Henri blieb ruhig. Er lauschte auf die Geräusche, die sie beim Herumlaufen machten. Ein Tier ging an ihm hoch. Er packte es und schmetterte es gegen die Wand. Das Quieken erstarb. Henri gelang es nach und nach, auch die anderen klumpigen Knäuel zu packen und zu töten. Es waren insgesamt sieben. Er kehrte sie mit dem Fuß an die Tür und blieb abwartend sitzen. Er wusste, sie würden sich noch etwas anderes ausdenken.
Henri schloss die Augen. Er öffnete sie wieder. Die Dunkelheit blieb.
Dennoch hatte er das Gefühl, bei geschlossenen Augen besser nachdenken zu können. Wenn man die Augen aufmacht, dachte er, ist man in der wirklichen Welt, egal, wie sie aussieht. Schließt man sie, ist man in seinem eigenen Kopf. Das ist seltsam. Gibt es diese beiden Welten? Ist das nicht gefährlich? Und hat unser Schöpfer das so gewollt?
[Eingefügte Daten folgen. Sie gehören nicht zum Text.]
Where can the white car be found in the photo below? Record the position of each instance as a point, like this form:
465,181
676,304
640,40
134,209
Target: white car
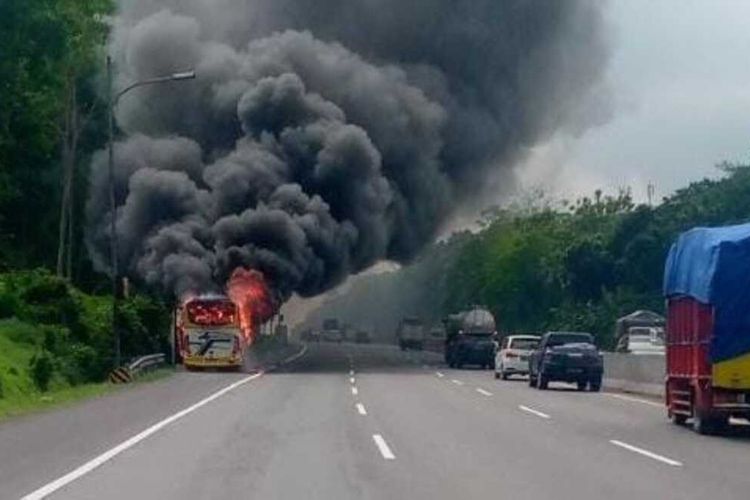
513,356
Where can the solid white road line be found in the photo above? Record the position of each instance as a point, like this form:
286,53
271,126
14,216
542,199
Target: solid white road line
634,400
646,453
533,411
89,466
296,356
383,447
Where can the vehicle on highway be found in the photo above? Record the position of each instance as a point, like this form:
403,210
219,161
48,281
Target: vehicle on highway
640,332
706,280
645,341
362,337
209,333
513,356
471,338
566,357
332,330
435,339
410,334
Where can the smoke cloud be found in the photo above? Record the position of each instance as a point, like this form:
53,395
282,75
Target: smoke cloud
323,136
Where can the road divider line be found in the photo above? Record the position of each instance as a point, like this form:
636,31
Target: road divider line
533,411
646,453
383,447
635,400
92,464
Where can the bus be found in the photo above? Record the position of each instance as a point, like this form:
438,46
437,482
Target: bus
210,334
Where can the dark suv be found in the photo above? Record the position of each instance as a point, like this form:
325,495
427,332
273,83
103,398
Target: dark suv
566,357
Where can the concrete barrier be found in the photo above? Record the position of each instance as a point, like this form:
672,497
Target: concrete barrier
635,373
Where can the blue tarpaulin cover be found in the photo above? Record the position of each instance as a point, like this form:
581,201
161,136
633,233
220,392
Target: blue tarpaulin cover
712,265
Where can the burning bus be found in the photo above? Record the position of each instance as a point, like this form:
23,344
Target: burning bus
214,331
209,333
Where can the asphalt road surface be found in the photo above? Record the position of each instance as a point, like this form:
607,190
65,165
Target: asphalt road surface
370,422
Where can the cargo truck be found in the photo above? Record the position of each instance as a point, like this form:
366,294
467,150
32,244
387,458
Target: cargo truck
471,338
707,288
410,334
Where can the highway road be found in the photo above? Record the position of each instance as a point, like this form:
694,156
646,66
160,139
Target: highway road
348,422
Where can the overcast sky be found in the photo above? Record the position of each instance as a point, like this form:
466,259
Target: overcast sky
680,74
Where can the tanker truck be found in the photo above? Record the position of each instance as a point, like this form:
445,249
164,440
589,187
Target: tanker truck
470,338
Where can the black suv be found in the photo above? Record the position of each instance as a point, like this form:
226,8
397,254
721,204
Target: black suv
566,357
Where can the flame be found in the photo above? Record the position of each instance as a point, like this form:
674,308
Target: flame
249,290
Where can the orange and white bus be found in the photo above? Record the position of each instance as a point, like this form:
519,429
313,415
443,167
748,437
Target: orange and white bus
209,333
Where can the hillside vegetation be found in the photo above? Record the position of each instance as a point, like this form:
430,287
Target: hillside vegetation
568,266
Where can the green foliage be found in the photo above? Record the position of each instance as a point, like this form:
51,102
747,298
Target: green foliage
537,267
49,49
41,369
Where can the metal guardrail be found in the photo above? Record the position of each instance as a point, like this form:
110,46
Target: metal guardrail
146,362
125,374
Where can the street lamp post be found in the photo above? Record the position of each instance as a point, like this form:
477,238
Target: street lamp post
112,100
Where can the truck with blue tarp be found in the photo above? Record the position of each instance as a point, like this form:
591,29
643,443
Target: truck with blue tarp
707,288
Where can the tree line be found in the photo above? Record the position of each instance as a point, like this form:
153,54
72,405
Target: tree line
52,117
542,265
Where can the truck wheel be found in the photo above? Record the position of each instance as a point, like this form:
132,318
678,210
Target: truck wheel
678,419
595,384
703,424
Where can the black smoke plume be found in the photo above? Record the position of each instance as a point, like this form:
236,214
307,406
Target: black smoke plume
324,135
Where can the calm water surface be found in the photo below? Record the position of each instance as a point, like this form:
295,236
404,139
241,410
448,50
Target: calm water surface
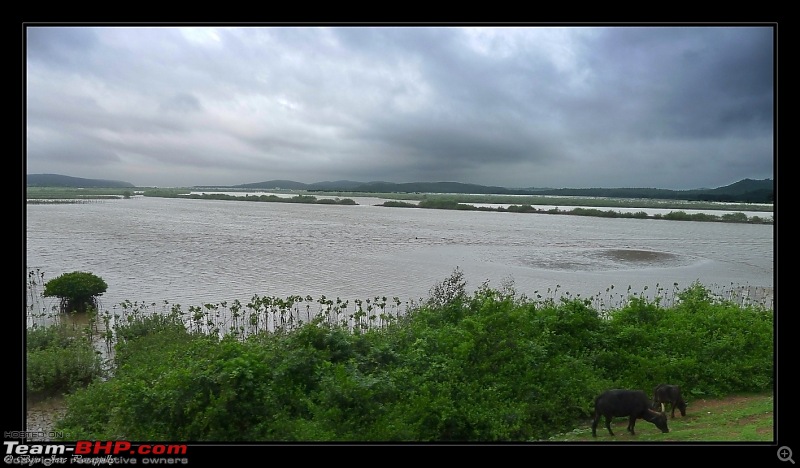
192,252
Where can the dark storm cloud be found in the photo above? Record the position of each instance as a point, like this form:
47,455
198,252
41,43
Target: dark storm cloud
669,107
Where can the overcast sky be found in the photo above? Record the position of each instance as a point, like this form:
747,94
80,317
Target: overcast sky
564,107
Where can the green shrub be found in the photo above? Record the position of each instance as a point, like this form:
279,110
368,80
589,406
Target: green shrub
59,361
77,290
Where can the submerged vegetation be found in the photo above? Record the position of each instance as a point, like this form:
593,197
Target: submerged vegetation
487,365
673,215
517,204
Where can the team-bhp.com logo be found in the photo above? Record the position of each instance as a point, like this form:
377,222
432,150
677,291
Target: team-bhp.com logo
94,453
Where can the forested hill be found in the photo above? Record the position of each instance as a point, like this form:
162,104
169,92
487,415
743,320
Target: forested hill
744,191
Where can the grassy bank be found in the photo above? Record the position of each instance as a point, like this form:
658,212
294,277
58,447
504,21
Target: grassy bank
734,418
482,367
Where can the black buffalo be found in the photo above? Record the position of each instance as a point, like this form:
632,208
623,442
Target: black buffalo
671,394
631,403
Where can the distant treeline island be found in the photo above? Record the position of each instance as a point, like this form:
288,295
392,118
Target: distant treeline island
746,195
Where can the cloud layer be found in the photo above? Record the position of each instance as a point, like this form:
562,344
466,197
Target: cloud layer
665,107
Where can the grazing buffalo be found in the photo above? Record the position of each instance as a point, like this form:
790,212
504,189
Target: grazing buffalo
631,403
671,394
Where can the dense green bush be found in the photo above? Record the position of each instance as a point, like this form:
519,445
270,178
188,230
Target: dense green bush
59,360
486,366
77,290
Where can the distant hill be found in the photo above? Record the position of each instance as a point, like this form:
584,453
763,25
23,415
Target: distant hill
57,180
744,191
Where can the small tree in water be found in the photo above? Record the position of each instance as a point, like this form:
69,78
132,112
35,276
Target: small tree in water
77,290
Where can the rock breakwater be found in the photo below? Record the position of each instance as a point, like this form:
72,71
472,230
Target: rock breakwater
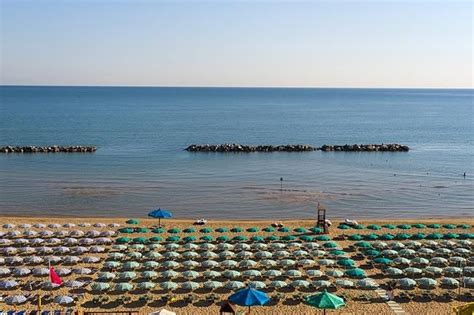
249,148
392,147
234,147
49,149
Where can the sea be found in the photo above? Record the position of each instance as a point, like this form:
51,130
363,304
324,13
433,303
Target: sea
140,163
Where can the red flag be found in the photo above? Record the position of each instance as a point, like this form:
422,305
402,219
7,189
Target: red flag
54,276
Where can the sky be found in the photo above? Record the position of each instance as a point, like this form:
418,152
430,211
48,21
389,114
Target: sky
237,43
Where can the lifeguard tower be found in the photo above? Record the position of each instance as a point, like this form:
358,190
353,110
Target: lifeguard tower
322,219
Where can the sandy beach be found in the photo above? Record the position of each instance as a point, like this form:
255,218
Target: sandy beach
286,305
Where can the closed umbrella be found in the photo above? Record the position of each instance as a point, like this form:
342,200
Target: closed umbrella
249,297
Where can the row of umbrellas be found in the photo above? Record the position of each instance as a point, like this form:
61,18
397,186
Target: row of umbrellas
57,226
14,234
429,283
377,227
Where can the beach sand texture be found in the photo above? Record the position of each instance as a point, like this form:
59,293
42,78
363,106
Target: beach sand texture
285,306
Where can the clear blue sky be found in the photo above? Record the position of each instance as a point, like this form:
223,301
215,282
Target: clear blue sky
237,43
Henri wollte nicht weiter darüber nachdenken. Überhaupt wusste er, es war das größte Problem für einen Eingesperrten, nicht in einen Strudel von Gedanken zu geraten, der ihn hinabriss. Da nichts zu tun blieb, außer zu warten und nachzudenken, war diese Gefahr groß. Er hatte es schon oft erlebt.
Wieder dachte Henri an die Ordensregeln. Der Schluss fiel ihm ein, in dem es um die Gerechtigkeit ging. Wenn du zum himmlischen Vaterland eilst, wer immer du bist, nimm diese Regel als Anfang und erfülle sie mit der Hilfe Christi. Dann wirst du unter dem Schutz Gottes zu den Höhen der Lehre und der Tugend und der Gerechtigkeit gelangen. Amen.